Ele não consegue largar esse passado bobo pra ser feliz com você. Parece que isso é mais importante pra ele do que o namoro de vocês dois. E agora você está sofrendo por causa de uma neura dele, que ELE mesmo criou!

Aquilo também martelava na sua cabeça de forma incessante. Até então, ela nunca tinha olhado as coisas por esse prisma e durante anos sempre se culpava por ter batido tanto no Cebola e pelas inseguranças que o impediam de pedi-la em namoro. E, claro, ele sempre fazia questão de reforçar esse sentimento de culpa, ainda que de maneira sutil e dissimulada. Pela primeira vez, ela cogitou a hipótese de nada daquilo ter sido culpa sua.

“Ah, sei lá, talvez eu não devesse ter batido tanto nele. O melhor era ter ignorado tudo e com o tempo ele ia acabar perdendo a graça!” ela até tinha tentado fazer isso algumas vezes e até funcionava por um tempo. Só que ele parecia não querer desistir da briga tão fácil e forçava até o seu limite. Era tão estranho!

Já aconteceu até de ela querer lhe dar seu coelho de pelúcia e falar que ele podia ser o dono da rua, só que ele recusava. Por quê? Só havia uma explicação: ele queria apenas enfrentá-la, nada mais. E por que ele tinha tanta fixação em enfrentá-la? Por que toda aquela necessidade de lhe desafiar todos os dias, lhe provocar e tentar humilhá-la com aqueles planos bobos? Ela não fazia a menor idéia.

“Pensando bem, isso deve ser alguma neura da cabeça dele, sei lá! Não faz nenhum sentido! E o pior é que ele não muda de jeito nenhum!” todos da turma haviam mudado. Até Cascão aprendera a tomar banho, Magali controlava melhor seu apetite e não saia comendo tudo o que via pela frente feito uma alucinada e ela também aprendeu controlar seu gênio, ainda que continuasse temperamental e tivesse rompantes de vez em quando. Pelo menos ela não procurava resolver tudo só na base da pancada.

Analisando bem os fatos, o Cebola fora o único que não mudou realmente. Ele apenas não lhe xingava mais, não bolava mais planos para lhe humilhar e nem pixava os muros com suas caricaturas. Ainda assim, até algum tempo atrás ele vivia lhe alfinetando e aquela necessidade de enfrentá-la a todo instante não tinha desaparecido. Só havia ficado mais dissimulada.

Após pensar e refletir bem, todo seu sentimento de culpa foi desaparecendo. Felipe estava certo, ela só batia porque ele provocava. Se ele tinha queixas dela, a recíproca era verdadeira. Ela sempre se sentiu culpada por suas surras ter deixado seqüelas nele, mas as provocações dele também tinham lhe deixado suas marcas. Aquilo não foi uma via de mão única. Por causa das travessuras do Cebola, ela tinha se tornado uma pessoa muito defensiva, que enxergava provocações em toda parte. E durante muito tempo ela teve problemas com sua auto imagem por causa do peso, chegando até a fazer dietas malucas para emagrecer.
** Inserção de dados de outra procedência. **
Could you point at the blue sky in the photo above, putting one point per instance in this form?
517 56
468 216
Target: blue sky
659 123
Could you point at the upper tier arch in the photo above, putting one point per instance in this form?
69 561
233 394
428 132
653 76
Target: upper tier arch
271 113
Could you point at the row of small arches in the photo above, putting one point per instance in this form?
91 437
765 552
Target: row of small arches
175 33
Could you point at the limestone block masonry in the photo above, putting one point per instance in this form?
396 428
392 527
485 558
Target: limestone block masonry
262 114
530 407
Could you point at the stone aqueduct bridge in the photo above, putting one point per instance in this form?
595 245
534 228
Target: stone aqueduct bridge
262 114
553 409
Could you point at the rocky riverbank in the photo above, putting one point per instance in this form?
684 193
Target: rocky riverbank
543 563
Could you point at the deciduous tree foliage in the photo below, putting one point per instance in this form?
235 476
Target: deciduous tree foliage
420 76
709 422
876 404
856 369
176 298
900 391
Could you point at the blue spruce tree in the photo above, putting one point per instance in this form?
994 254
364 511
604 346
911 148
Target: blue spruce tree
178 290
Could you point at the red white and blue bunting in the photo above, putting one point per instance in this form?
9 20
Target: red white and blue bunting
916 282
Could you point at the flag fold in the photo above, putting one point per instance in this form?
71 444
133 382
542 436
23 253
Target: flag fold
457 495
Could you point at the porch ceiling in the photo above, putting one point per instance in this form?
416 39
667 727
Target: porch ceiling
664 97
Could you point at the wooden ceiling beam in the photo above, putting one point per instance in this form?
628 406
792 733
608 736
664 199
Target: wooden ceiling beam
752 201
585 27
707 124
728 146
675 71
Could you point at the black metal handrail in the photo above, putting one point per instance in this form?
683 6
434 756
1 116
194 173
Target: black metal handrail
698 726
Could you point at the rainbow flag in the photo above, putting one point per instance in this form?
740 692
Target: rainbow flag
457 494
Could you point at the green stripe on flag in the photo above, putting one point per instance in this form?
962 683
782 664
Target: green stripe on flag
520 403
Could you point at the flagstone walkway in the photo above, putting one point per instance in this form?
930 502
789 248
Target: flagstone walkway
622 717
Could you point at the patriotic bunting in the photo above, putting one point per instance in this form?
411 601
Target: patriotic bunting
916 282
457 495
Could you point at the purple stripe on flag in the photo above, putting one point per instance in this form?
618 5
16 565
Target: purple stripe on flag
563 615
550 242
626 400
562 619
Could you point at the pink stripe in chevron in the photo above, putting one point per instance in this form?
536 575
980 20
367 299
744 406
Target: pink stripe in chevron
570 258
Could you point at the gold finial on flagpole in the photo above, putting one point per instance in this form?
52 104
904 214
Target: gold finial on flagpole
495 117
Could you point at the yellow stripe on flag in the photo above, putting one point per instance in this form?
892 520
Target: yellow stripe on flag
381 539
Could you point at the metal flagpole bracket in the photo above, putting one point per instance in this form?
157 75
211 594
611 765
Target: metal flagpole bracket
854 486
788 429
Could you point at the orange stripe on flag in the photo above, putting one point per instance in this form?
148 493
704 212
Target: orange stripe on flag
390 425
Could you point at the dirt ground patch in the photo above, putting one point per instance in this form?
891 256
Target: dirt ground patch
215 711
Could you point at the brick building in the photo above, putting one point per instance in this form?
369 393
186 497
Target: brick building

E mesmo tendo emagrecido, o estigma de gorducha continuava mesmo entre suas amigas. Ela tinha um corpo muito bem feito, magro, proporcional e até mais bem distribuído do que a maioria das suas amigas e ainda assim de vez em quando ela ouvia alfinetadas e piadinhas por causa do seu peso. Tudo aquilo por causa das provocações do Cebola. E como se não bastasse, ele também instigava outros garotos a provocá-la.

Várias vezes Mônica lamentava por ter sido tão esquentada e resolvido tudo com brigas, mas ela só estava agindo do jeito que sabia. Ninguém lhe defendia, ninguém erguia um dedo para parar com aquelas provocações. Ela só podia contar consigo mesma. Nem os pais do Cebola faziam algo para controlarem o filho. E já acontecera até de a mãe do Cebola ir até a casa dela tirar satisfações por causa do olho roxo do filho. Ela nunca aceitava que ele provocava, procurava briga ou aprontava. Não, ele era sempre o seu anjinho. (*)

Ele realmente era terrível, fazia os planos mais ridículos contra ela, reunia outros garotos para lhe xingar, pixava muros com suas caricaturas, sempre procurava uma forma de lhe provocar e alfinetar. E mesmo assim, ela não guardou rancor dele. Apesar de ter ficado algumas seqüelas, Mônica estava aprendendo a lidar com aquilo, procurando se tornar uma pessoa melhor e também ficar numa boa com ele. Ele, por outro lado, insistia em viver no tempo em que bolava planos e levava coelhadas. Ela não se lembra de ter visto nenhum esforço da parte dele para superar o passado, muito pelo contrário. Na cabeça dele, a única forma de superar tudo era lhe derrotando. Felipe também tinha razão nesse ponto. O que o Cebola estava fazendo para ficar bem com ela? Nada lhe veio à cabeça.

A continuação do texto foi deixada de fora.